Stand September 2023 sind noch 5 Sea King im Betrieb, von denen regelmäßig 2-3 im tatsächlichen Flugdienst befinden. Es sind die letzten Wochen der SAR-Legende im aktiven Dienst. Denn mit dem Sea Lion steht der Nachfolger nach jahrelangen Verzögerungen bereit, die Such- und Rettungsaufgaben in Gesamtheit zu übernehmen.
NH90 NTH „Sea Lion“
Ende Januar 2023 erhielt das MFG5 den letzten der 18 bei Airbus bestellten NH90 NTH (Naval Transport Helicopter) Mehrzweckhubschrauber. Seit Anfang Juli schließlich, und somit rund vier Jahre nach der Lieferung des ersten Exemplars, übernehmen die ersten Sea Lion SAR-Aufgaben. Zunächst noch im Parallelbetrieb mit den Sea King, doch spätestens Ende des Jahres soll der NH90 auf sich gestellt sein.
Langer Weg
Die Einführung des Sea Lions kommt deutlich später als ursprünglich geplant. Denn wie alle Muster der NH-90-Familie hatte und hat auch der Sea Lion mit verschiedenen Problemen und einen dadurch niedrigen Klarstand zu kämpfen.

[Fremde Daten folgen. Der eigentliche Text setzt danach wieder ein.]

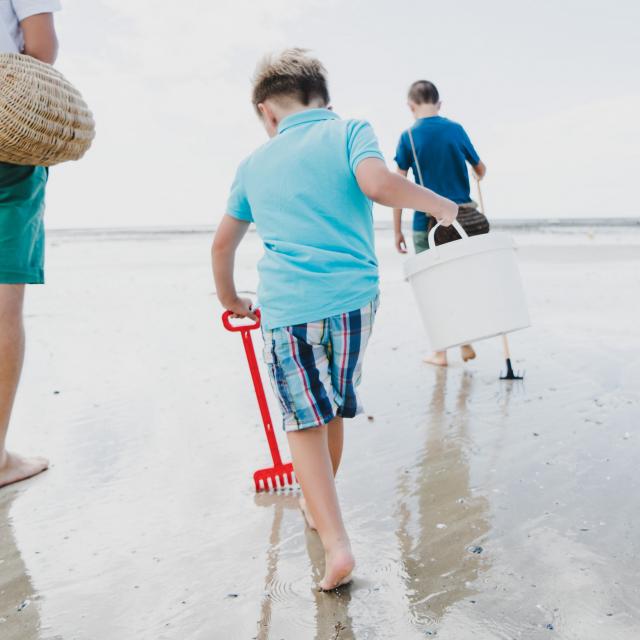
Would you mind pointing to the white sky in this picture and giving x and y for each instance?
(548, 91)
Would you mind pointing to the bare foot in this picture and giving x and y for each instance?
(467, 352)
(438, 358)
(305, 512)
(14, 468)
(339, 564)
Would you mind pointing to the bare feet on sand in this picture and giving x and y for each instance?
(339, 564)
(439, 358)
(14, 468)
(467, 352)
(305, 512)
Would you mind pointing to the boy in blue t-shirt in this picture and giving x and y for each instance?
(309, 191)
(443, 149)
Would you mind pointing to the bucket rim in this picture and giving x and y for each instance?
(457, 249)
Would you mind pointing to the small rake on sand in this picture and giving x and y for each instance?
(510, 373)
(279, 476)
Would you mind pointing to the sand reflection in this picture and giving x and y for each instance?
(441, 521)
(19, 616)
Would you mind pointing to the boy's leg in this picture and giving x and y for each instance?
(314, 470)
(335, 440)
(12, 467)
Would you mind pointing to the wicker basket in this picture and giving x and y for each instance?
(43, 118)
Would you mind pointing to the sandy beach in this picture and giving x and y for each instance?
(477, 508)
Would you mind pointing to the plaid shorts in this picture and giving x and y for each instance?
(315, 367)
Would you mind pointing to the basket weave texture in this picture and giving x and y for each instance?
(43, 118)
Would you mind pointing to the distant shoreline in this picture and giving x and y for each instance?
(569, 225)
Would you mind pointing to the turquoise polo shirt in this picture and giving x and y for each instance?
(315, 223)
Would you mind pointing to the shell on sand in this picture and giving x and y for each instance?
(43, 118)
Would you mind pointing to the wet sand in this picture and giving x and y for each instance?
(477, 509)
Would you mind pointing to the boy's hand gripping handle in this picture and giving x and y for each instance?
(245, 332)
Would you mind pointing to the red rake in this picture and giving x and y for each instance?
(280, 475)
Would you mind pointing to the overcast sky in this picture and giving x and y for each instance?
(549, 93)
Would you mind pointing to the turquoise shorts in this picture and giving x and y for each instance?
(315, 367)
(22, 191)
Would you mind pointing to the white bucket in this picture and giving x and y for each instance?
(468, 289)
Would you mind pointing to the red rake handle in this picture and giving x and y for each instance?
(245, 332)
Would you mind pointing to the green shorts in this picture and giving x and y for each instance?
(22, 192)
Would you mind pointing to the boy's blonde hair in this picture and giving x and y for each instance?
(290, 74)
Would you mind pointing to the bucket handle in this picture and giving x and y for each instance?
(456, 225)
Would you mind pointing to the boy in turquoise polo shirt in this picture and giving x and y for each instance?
(309, 191)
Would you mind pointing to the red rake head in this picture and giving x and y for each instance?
(275, 478)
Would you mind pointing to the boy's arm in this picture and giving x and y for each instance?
(392, 190)
(223, 251)
(480, 170)
(40, 40)
(401, 244)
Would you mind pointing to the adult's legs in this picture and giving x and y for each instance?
(13, 467)
(467, 352)
(315, 472)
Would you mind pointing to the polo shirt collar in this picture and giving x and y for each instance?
(306, 116)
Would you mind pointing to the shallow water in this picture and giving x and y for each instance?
(477, 509)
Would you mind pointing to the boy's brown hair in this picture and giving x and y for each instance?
(290, 74)
(423, 92)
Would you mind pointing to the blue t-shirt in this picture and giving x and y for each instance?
(314, 221)
(443, 148)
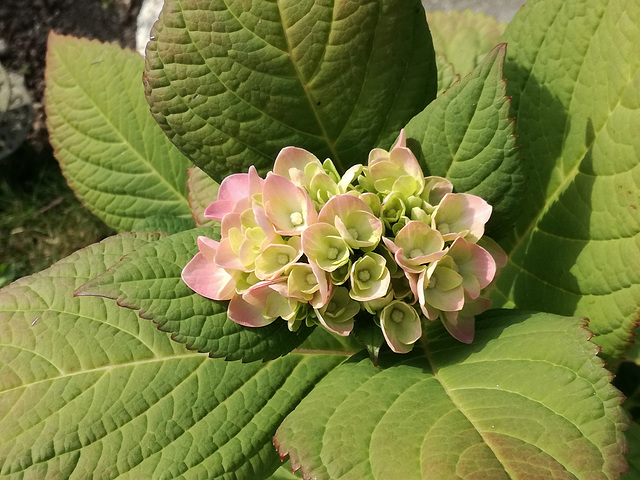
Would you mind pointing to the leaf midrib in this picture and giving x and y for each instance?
(172, 189)
(572, 174)
(104, 368)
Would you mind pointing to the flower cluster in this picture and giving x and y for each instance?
(306, 245)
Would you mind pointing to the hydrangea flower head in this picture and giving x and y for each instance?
(383, 243)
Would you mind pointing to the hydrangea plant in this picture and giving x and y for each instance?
(307, 246)
(388, 262)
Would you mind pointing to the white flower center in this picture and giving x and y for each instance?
(416, 252)
(283, 259)
(332, 253)
(364, 275)
(397, 315)
(296, 219)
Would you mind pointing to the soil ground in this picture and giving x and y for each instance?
(40, 219)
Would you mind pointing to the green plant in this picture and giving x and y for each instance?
(92, 388)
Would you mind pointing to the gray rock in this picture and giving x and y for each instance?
(146, 18)
(502, 10)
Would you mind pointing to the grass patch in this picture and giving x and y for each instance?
(41, 221)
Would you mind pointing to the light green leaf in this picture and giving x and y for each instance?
(463, 38)
(633, 437)
(528, 399)
(466, 135)
(163, 223)
(149, 280)
(231, 83)
(284, 473)
(88, 388)
(447, 76)
(203, 191)
(633, 354)
(323, 341)
(114, 156)
(573, 70)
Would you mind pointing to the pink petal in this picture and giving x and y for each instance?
(281, 197)
(402, 140)
(207, 279)
(294, 158)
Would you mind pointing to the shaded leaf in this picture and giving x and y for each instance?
(88, 388)
(284, 473)
(149, 280)
(529, 398)
(233, 83)
(633, 436)
(466, 135)
(575, 249)
(112, 153)
(203, 191)
(463, 38)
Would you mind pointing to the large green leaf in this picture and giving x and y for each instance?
(114, 156)
(528, 399)
(149, 280)
(87, 389)
(202, 192)
(463, 38)
(231, 83)
(573, 70)
(633, 435)
(466, 135)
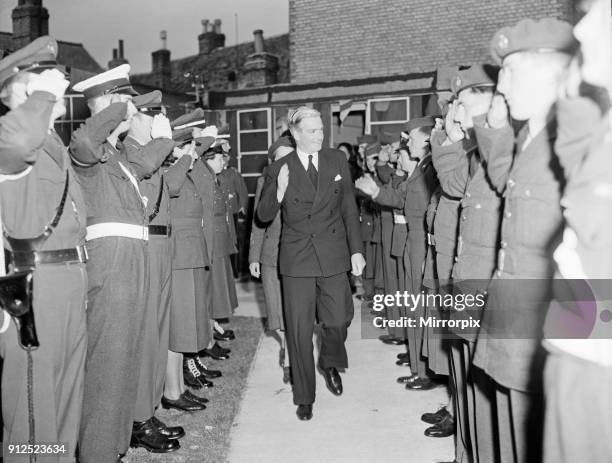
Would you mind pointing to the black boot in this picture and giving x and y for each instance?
(146, 435)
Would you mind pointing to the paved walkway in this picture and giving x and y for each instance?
(375, 420)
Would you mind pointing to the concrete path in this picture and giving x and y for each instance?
(375, 420)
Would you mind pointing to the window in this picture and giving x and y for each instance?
(254, 138)
(387, 114)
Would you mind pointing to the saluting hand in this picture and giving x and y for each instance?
(367, 185)
(497, 117)
(255, 269)
(160, 127)
(357, 264)
(282, 182)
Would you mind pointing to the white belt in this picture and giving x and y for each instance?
(399, 218)
(124, 230)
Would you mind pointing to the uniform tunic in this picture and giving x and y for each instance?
(28, 205)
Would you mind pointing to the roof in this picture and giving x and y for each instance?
(71, 54)
(218, 64)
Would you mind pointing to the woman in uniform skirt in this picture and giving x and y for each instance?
(190, 329)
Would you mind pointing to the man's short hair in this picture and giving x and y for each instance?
(297, 116)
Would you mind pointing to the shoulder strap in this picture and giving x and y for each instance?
(158, 202)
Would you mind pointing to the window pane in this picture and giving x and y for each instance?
(394, 129)
(253, 163)
(251, 183)
(388, 110)
(253, 142)
(254, 120)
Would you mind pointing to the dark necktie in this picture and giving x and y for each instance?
(312, 172)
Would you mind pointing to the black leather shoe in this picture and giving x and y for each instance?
(406, 379)
(195, 398)
(170, 432)
(304, 412)
(435, 418)
(421, 384)
(386, 339)
(403, 362)
(147, 436)
(227, 335)
(205, 371)
(333, 380)
(444, 428)
(182, 403)
(191, 374)
(215, 352)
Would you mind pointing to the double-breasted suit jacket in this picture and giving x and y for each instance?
(320, 227)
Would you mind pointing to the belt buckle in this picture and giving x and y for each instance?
(82, 253)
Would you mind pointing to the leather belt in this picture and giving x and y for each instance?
(124, 230)
(22, 259)
(160, 230)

Hauptursache für die Verzögerungen ist prinzipiell nicht die Technik des NH90. Vielmehr waren die sehr aufwändigen Wartungs- und Inspektionssysteme, ein gewisser Mangel an Ersatzteilen sowie die laufenden Umrüstungen zur Vereinheitlichung der Konstruktionsstände Kern des Übels.
Airbus sowie die Soldatinnen und Soldaten der Bundeswehr haben in den zurückliegenden Monaten durch verschiedene Maßnahmen positiv zu bewertende Schritte unternommen die Lage zu verbessern, bis zum angestrebten Klarstand von 60% wird sicherlich dennoch einige Zeit über die Nordsee ziehen.
Schritt in die Zukunft
Trotz aller Problematiken ist der Sea Lion ein zukunftsorientiertes System,welches software- und modultechnisch deutliche Fortschritte gegenüber des SeaKings aufweist. Durch die neue, hochmoderne Ausstattung erreicht der NH90 einen erheblichen operationellen Vorteil gegenüber seiner Vorgängerin. Auch und vorallem bei schlechtem Wetter. Dabei kann man die Genauigkeit und Nutzbarkeit von Radar, Infrarot und Tageslichtkamera nennen sowie weitere Systeme welche die Erkennung und Wahrnehmung von anderen Luftfahrzeugen im Luftraum ermöglichen . Die NH90 hat einen deutlichen Leistungsvorteil, der sich gegenüber der Sea King auch in der Nutzlast widerspiegelt.
Von den Crews wird explizit erwähnt, dass das neue Leistungsprofil ein deutlicher Fortschritt ist. So ergeben sich aus der Leistung des NH90 deutliche Verbesserungen im Bereich Not-Verfahren, längere Durchhaltefähigkeit auch im beladenen Zustand sowie der Agilität.
Auch wenn für viele Luftfahrt-Enthusiasten die Sea King das deutlich coolere Fluggerät ist, so ist die Ablösung des Königs durch die Sea Lion nach einem halben Jahrhundert mehr als überfällig. Mit dem NH 90 TTH erhält die Deutsche Marine einen hochmodernen Helikopter, welcher den Herausforderungen des Alltags im SAR-Dienst mehr als gerecht wird und die Seenotrettung der Marine zukunftsfähig macht.